Problem Set 3
The purpose of this problem set is for you to see how the ordinary least squares (OLS) estimator behaves under various assumptions in a linear regression model where you know what the model is – since you are going to be generating the data from a known data generating process (DGP).
The models estimated are simple bivariate regressions but the properties of the OLS estimator with vary with each case. This is demonstrated by changing the (a) distributional properties of the error term (variance-covariance structure), and (b) inducing correlation between the regressor and the error term. Any resulting bias and/or inconsistency will depend on the DGP.
To achieve certain results we will have to use a serially-correlated error structure, which is only appropriate in a time-series setting. For this reason, the models will be written with subscript \(t\) and not \(i\).

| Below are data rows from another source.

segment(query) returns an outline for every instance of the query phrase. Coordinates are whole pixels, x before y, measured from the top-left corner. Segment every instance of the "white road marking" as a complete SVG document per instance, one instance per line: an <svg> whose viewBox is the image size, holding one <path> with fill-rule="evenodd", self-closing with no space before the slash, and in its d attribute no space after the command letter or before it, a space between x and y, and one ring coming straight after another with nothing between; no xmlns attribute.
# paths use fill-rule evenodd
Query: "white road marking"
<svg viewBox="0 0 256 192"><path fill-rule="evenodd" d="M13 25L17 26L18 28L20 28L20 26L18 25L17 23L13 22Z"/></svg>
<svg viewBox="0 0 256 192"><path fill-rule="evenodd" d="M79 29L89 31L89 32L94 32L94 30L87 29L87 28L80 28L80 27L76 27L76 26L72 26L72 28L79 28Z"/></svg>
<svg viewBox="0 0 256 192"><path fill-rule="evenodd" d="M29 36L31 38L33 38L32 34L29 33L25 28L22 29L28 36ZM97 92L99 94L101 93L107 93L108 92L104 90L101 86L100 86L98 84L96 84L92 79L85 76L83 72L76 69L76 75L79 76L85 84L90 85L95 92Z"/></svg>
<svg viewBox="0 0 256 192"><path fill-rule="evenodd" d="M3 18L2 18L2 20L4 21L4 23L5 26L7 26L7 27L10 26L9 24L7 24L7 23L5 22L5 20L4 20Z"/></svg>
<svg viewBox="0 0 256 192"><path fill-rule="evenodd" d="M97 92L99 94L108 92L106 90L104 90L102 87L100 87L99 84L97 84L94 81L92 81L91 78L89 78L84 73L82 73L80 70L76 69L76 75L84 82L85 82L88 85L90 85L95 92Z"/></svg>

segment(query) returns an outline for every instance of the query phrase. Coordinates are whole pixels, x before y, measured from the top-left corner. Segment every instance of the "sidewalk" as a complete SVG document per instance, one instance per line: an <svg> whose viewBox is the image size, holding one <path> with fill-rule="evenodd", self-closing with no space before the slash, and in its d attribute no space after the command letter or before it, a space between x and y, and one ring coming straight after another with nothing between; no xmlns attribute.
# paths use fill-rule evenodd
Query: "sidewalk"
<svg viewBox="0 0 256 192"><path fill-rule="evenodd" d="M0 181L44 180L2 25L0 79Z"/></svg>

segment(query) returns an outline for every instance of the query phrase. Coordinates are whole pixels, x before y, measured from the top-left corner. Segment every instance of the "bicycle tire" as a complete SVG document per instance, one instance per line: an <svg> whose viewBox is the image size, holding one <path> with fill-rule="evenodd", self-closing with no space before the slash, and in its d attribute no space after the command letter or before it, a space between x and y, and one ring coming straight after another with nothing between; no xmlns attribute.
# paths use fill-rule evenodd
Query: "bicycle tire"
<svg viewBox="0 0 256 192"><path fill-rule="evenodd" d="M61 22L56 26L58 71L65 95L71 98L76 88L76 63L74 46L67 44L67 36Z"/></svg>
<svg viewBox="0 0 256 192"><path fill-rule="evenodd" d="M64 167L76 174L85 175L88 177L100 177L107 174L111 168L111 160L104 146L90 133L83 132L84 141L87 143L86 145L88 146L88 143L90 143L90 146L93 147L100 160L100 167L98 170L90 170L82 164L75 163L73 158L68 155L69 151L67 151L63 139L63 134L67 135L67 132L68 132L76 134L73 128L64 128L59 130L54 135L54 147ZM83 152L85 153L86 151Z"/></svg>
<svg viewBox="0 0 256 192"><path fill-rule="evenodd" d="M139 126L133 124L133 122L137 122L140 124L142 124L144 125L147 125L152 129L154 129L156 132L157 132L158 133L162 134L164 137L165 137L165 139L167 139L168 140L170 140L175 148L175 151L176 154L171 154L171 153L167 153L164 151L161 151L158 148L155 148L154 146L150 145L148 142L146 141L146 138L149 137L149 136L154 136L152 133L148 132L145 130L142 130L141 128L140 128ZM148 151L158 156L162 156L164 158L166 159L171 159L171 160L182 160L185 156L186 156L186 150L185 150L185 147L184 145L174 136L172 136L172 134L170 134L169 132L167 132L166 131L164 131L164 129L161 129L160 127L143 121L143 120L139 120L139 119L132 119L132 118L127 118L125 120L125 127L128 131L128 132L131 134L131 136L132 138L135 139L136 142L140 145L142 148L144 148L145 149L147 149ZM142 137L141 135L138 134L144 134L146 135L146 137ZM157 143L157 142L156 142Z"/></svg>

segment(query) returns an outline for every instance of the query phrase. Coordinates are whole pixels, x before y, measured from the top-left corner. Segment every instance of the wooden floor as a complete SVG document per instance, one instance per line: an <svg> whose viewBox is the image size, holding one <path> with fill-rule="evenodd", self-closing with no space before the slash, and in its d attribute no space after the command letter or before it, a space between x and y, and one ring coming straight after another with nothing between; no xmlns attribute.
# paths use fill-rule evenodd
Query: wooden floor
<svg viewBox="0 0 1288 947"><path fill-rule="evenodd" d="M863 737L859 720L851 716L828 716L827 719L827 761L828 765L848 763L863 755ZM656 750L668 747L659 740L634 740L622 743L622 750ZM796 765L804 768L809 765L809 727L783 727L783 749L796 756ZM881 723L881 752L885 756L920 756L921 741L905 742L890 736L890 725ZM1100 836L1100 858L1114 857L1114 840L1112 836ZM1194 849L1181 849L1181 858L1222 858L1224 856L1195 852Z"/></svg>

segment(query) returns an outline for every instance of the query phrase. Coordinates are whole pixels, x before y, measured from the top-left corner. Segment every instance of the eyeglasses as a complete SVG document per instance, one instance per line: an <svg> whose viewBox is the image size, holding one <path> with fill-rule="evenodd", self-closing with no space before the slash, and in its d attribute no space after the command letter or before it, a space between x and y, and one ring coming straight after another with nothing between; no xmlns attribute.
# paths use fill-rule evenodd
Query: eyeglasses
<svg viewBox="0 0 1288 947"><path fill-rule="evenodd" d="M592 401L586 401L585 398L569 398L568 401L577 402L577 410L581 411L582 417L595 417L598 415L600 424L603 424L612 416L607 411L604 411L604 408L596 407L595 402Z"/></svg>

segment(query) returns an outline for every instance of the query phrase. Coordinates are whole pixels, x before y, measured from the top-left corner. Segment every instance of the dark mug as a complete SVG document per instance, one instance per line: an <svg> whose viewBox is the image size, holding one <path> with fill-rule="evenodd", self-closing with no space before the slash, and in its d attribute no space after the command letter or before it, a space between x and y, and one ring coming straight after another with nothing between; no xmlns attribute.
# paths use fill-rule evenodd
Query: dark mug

The code has been provided for model 1. You can then modify the code for models 2-4.
Preamble
You do not need to load data for this problem set.
clear
//or, to remove all stored values (including macros, matrices, scalars, etc.)
*clear all
* Replace $rootdir with the relevant path to on your local harddrive.
cd "$rootdir/problem-sets/ps-3"
cap log close
log using problem-set-3-log.txt, replaceHowever, since we are going to generate random variables, we should set a seed. This ensures replicability of the exercise. The number you choose is arbitrary, it simply ensures that any algorithms used to generate (pseudo) random variables start at the same place.
set seed 981836Model 1: CLRM
This is your classical linear regression model. OLS estimator is unbiased and consistent.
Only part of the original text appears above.